At The Space Station, Five Is Company

In this image from television aboard the International Space Station, the crew, from left, Nikolai Budarin, Ken Bowersox, Don Pettit, Ed Lu and Yuri Malenchenko speak to officials about their arrival at the station on Monday, April 28, 2003. AP/NASA TV

The three residents of the international space station welcomed two newcomers who floated aboard Monday, the start of a five-day hand-over fraught with new challenges in the wake of the Columbia shuttle disaster.

U.S. astronauts Kenneth Bowersox and Donald Pettit and Russian cosmonaut Nikolai Budarin welcomed American Edward Lu and Russian Yuri Malenchenko aboard the space station after their Soyuz TMA-2 capsule docked.

The crew is showing show Lu and Malenchenko around the station - much changed since the two were there in 2000 - and update their own knowledge of the Russian Soyuz, which they will use to return to Earth on Saturday.

Originally, they were to return in the Atlantis, but the U.S. shuttle fleet has been grounded since the Columbia disintegrated during re-entry on Feb. 1, killing all seven people aboard.

At Mission Control outside Moscow, relatives and flight controllers applauded when the Soyuz docked with the station, about 250 miles above the Earth.

"I am just so happy and proud to see everything work out so well," said Lu's mother, Snowlily.

His fiancee, Christine Romero, also was among those watching the docking.

"Everyone is proud - not just for what Ed is doing, but for NASA and the international space station and for the space program as a whole, especially after the Columbia," she said.

All five men crowded together for a videolink with Mission Control. They grinned as NASA and Russian space officials congratulated them.

"We're very, very proud today at the work of our international team," Bowersox said.

Malenchenko said the outpost has grown since he was there.

"It has become so big and beautiful," he said. "We are very glad to be here, very glad to see our friends."

He and Lu blasted off Saturday from Russia's Baikonur cosmodrome in Kazakhstan on their way to the $60 billion station.

Frederick Gregory, deputy administrator of NASA, said the international space station partnership has demonstrated its ability to overcome "any obstacle on this road to the future."

As the investigation into the Columbia disaster continues, it is not clear when shuttle flights will resume.

The Russian Soyuz became the only ship capable of carrying crews to and from the space outpost, giving it a vital role in keeping the station manned.
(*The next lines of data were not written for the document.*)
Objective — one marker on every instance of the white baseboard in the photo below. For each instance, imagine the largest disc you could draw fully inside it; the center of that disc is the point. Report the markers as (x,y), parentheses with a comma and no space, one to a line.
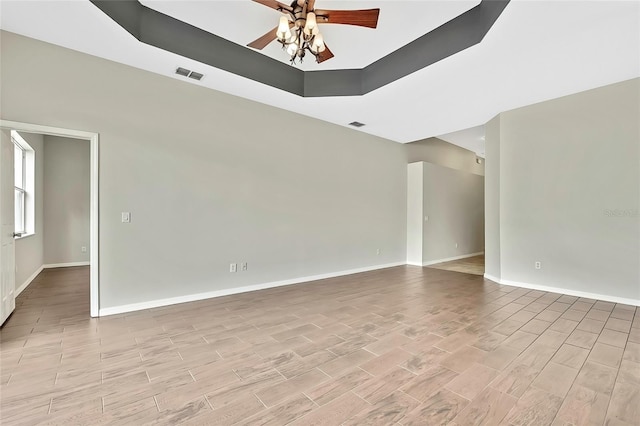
(569,292)
(66,265)
(28,281)
(229,291)
(449,259)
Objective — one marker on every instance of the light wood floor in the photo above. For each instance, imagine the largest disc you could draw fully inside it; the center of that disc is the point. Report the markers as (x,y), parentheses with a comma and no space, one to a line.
(471,265)
(406,345)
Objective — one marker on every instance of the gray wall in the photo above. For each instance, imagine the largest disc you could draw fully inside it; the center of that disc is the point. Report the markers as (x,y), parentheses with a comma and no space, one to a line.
(66,200)
(454,203)
(29,250)
(445,208)
(492,200)
(570,192)
(437,151)
(210,178)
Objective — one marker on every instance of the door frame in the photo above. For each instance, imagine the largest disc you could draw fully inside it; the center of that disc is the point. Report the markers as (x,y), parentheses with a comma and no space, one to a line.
(94,224)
The Soyuz trip was put together in record time.

Maintaining a manned presence on the space station and keeping it in good condition is vital until shuttle flights resume, at which point work on building and developing the station can continue, Gregory said.

Saturday's flight to Earth will be the first time U.S. astronauts have returned in a Soyuz. Bowersox, Pettit and Budarin are familiar with the technology, since a Soyuz is always kept at the station as a lifeboat.

The three returning crew members will be taking back an older Soyuz already docked at the station, while the one that carried Lu and Malenchenko will stay there in case they need to quickly evacuate. The two are to remain at the station until October.

The crews will also try to fit some birthday celebrations into the five days they're spending together. Pettit turned 48 on April 20, and Budarin turns 50 on Tuesday. Lu and Malenchenko brought gifts.